The finding, reported here today, May 24, at a meeting of the International Association of Great Lakes Research by UW–Madison climatologist John D. Lenters, is further evidence that the effects of global warming on natural systems could be far reaching and significant.
“The bottom line is that over this 139-year period, the annual rising and falling of Lakes Ontario and Erie has gotten earlier” by about a month, Lenters says describing results of an analysis of long-term trends in Great Lakes water levels.
The findings, Lenters says, also show that the range of Lake Ontario’s “annual cycle” increased from 17 to 22 inches, a change in volume equivalent to 90 billion cubic feet of water. While Lake Erie does not show the same increase, the one month early arrival of seasonal high and low water levels mirrors that of Lake Ontario.
In the Great Lakes, explained Lenters, there is an annual ebb and flow of lake levels influenced by such things as precipitation, snowmelt and evaporation over the Great Lakes basin. In the spring and summer, lake levels rise reflecting such things as precipitation and spring snowmelt. In the fall and winter, lake levels recede as a result of evaporation of the relatively warm lake water.
These shifts, says Lenters, are essentially hydrological representations of the seasons, and “what I am finding is a shifting of the seasons.”
These shifts are independent, Lenters says, of annual variability in lake levels that may reflect, for example, a drought year, or a year when rainfall exceeds normal precipitation averages.
“At this time, the most likely explanation for the observed trends appears to be earlier spring snowmelt in association with higher springtime temperatures in the Great Lakes region,” Lenters says. “Climate is almost definitely responsible, but exactly how it is responsible is unknown.”
Lenters’ analysis was made using records of monthly mean lake levels from 1860 to 1998 from four stations around the Great Lakes, including stations along Lakes Superior, Huron, Ontario and Erie. Lake Michigan is included in the study as part of Lake Huron since the two lakes are hydraulically connected.

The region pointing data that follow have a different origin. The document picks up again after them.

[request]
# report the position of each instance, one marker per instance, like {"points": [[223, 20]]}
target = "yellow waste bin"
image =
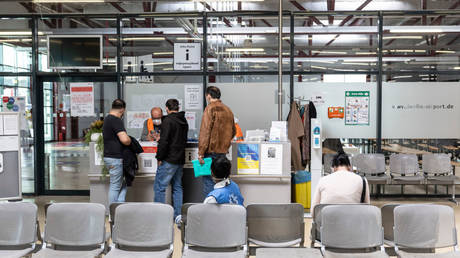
{"points": [[302, 188]]}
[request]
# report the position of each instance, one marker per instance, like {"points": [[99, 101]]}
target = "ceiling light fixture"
{"points": [[403, 37], [416, 30], [244, 50]]}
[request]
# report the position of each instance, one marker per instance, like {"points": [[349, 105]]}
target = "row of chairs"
{"points": [[271, 230], [404, 169], [410, 230]]}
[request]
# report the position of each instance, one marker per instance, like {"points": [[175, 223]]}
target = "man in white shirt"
{"points": [[342, 186]]}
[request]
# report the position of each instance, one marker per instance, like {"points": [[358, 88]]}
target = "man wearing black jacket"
{"points": [[171, 155]]}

Large shifts in the water cycles of Lakes Superior and Michigan-Huron were also found, but for fewer months of the year. The result is a different and less dramatic seasonal shift for those lakes, says Lenters.
“It is not clear why Lakes Superior and Michigan-Huron are behaving differently, but it may be related to differences in regional climate, or the fact that Erie and Ontario are the furthest downstream lakes.
“If warming continues, we may begin to see the same consequences in Lakes Superior, Michigan and Huron,” he says. “For example, following the warm El Niño winter of 1997-1998, all five Great Lakes reached their annual maximum nearly two months earlier than normal.”
It is likely that the changes observed in the lakes are part of a larger systemic change spurred by increased levels of carbon dioxide in the atmosphere and resulting warming trends, according to the Wisconsin climatologist. Similar long-term shifts in lake ice and river flow in the Great Lakes and Upper Mississippi basins have already been observed by scientists.
Lenters is a staff scientist in the Climate, People and Environment Program of the UW–Madison Institute for Environmental Studies. His work was supported by a grant from NASA’s Upper Midwest Regional Earth Science Application Center.